Si, comme vous le dites, les investisseurs ne se bousculent plus, pourquoi l’Etap ne s’y mettrait-elle pas et se cantonne-t-elle jusqu’ici dans le rôle de partenaire de concessions étrangères ?

L’Etap s’y était déjà essayée en 2010, avait foré un puits et n’y avait rien découvert. Avec Sonatrach l’algérienne, c’est une petite découverte en Algérie et ils sont partenaires dans une concession au large de la ville de Mahdia. Le forage a débouché sur des indices de quantités marginales qui ne justifiaient pas la mise en production. D’autres forages sont par ailleurs prévus sur cette même concession commune pour diminuer le risque. La question qui se pose est de savoir si l’Etat a la capacité de mettre 50 MDT dans une concession qui peut ne pas être rentable ?

Les privés tunisiens ne sont-ils pas intéressés par le pétrole ?

Il y en a, comme le groupe Toumi qui débute avec 3 puits où il a déjà fait des découvertes, mais en petites quantités.

Juste pour rire. Pourquoi n’êtes-vous pas en train de creuser pour mettre à jour le lac de pétrole sur lequel la Tunisie nagerait selon certains «experts » ?

Si cela existait, ça se saurait et on aurait vu les compagnies pétrolières étrangères courir les Blocs de prospection et se bousculer au portillon pour trouver ce pétrole.

Revenons aux choses sérieuses. La Tunisie est importatrice d’un pétrole dont le coût a augmenté et dépassé les prévisions de la loi de finances 2018. A-t-on toujours les moyens d’assurer le provisionnement du pays ?

On doit le faire et on est obligé de le faire. Nous importons du gaz pour l’électricité et continuerons d’importer les produits pétroliers …

Où vont alors toutes ces importations, en plus de celles du marché parallèle, alors que la production industrielle n’augmente pas ?

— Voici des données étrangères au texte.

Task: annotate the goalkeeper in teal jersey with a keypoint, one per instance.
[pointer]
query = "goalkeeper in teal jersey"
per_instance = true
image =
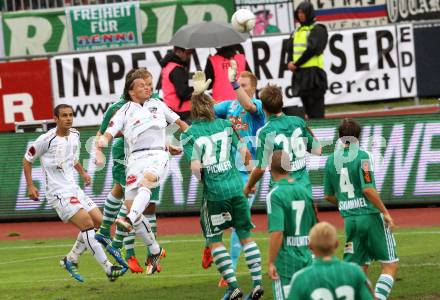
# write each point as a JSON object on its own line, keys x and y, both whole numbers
{"x": 349, "y": 184}
{"x": 290, "y": 216}
{"x": 210, "y": 144}
{"x": 328, "y": 278}
{"x": 113, "y": 205}
{"x": 282, "y": 132}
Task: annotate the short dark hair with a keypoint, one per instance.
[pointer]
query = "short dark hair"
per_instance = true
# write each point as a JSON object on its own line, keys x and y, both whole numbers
{"x": 272, "y": 99}
{"x": 56, "y": 110}
{"x": 280, "y": 162}
{"x": 349, "y": 127}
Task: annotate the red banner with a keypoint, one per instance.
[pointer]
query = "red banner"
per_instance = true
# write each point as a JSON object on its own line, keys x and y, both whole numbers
{"x": 25, "y": 92}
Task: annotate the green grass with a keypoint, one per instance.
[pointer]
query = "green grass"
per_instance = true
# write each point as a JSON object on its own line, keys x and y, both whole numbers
{"x": 29, "y": 270}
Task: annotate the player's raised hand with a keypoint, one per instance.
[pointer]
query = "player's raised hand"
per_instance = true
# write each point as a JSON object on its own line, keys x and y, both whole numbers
{"x": 33, "y": 193}
{"x": 232, "y": 71}
{"x": 87, "y": 179}
{"x": 200, "y": 83}
{"x": 272, "y": 272}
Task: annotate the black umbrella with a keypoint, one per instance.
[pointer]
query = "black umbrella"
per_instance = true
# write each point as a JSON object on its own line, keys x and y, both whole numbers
{"x": 207, "y": 35}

Le marché parallèle, en matière d’essence, ne représente que 15 à 20 % de la consommation et l’impact n’est visible que dans les villes du Sud tunisien ou certains kiosques menacent même fermeture. Pour l’électricité, nous assurons l’approvisionnement, domestique et professionnel, en important 50 % de nos besoins. Nous parvenons donc, parce qu’il le faut, à assurer la continuité de l’approvisionnement, malgré la hausse des prix. Il faut savoir, à ce propos, que la caisse de compensation a été dotée de 1.500 MDT pour faire face et que chaque dollar d’augmentation internationale des prix par bail (159 litres) coûtera 121 MDT au budget de l’Etat. Le problème est plutôt dans les revenus de l’Etat pour faire face et payer la facture en Dollars. C’est pour tout cela que, stratégiquement, nous avons opté pour les énergies renouvelables.

Où en est donc le plan solaire et où en est l’appel d’offres pour la concrétisation de ce fameux plan ?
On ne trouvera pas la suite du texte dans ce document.